It’s Groovy to join a Foundation - jvermillard
http://communityovercode.com/2015/02/groovy-to-join-foundation/

======
vorg
> You’ve already taken the most important step: choosing to join an existing
> Foundation

They're doing it because their existing "foundation", Codehaus, is closing
down. But there could be another reason they've suddenly fast-tracked the
process right now...

4 days after Pivotal's announcement that they're stopping funding for Groovy
and Grails developers after March 2015, Grails P.M. Graeme Rocher published a
Q&A at [http://jaxenter.com/grails-
future-113958.html](http://jaxenter.com/grails-future-113958.html) beginning "
_We are investigating a number of different avenues for sponsorship of the
development of the language and framework. The Groovy and Grails team are a
team of 6 engineers and for any company hiring 6 engineers is a significant
investment_..."

The Grails P.M. is linking both Groovy and Grails into a single product and
"team", and suggesting not all of the current team of 6 will be funded from a
new source. The Groovy P.M. would be the most likely to miss out on funding if
only, say, 5 are funded because he doesn't bring any technical skills to the
table -- he's a manager relying on 2 others to do the programming work. To
counter Rocher's attempt to make Groovy and Grails a single team under one
P.M., the Groovy P.M. is suddenly fast-tracking the move of Groovy to some
other formal entity to keep his position as head. Rocher, however, is the one
most likely to secure funding for Groovy/Grails, and if one or both of the
actual programmers who build Groovy get offered a, say, 1-year contract, they
won't hesitate to jump aboard Rocher's management of Groovy. All this talk of
joining a foundation would come to nothing.

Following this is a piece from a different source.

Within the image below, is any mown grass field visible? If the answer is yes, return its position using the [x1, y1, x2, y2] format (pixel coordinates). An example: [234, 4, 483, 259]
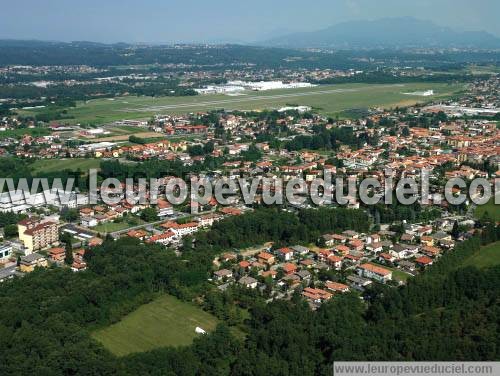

In fact, this Pivotal announcement could even be a ruse set up by Rocher to
dump the Groovy P.M. and maybe even 1 or 2 others, under cover of "managing to
secure an extension of funding from Pivotal for a smaller team at the last
moment". Control of both Groovy and Grails would also give Rocher more
leverage over Gradle in any buy out talks. Time will show us what's really
going on.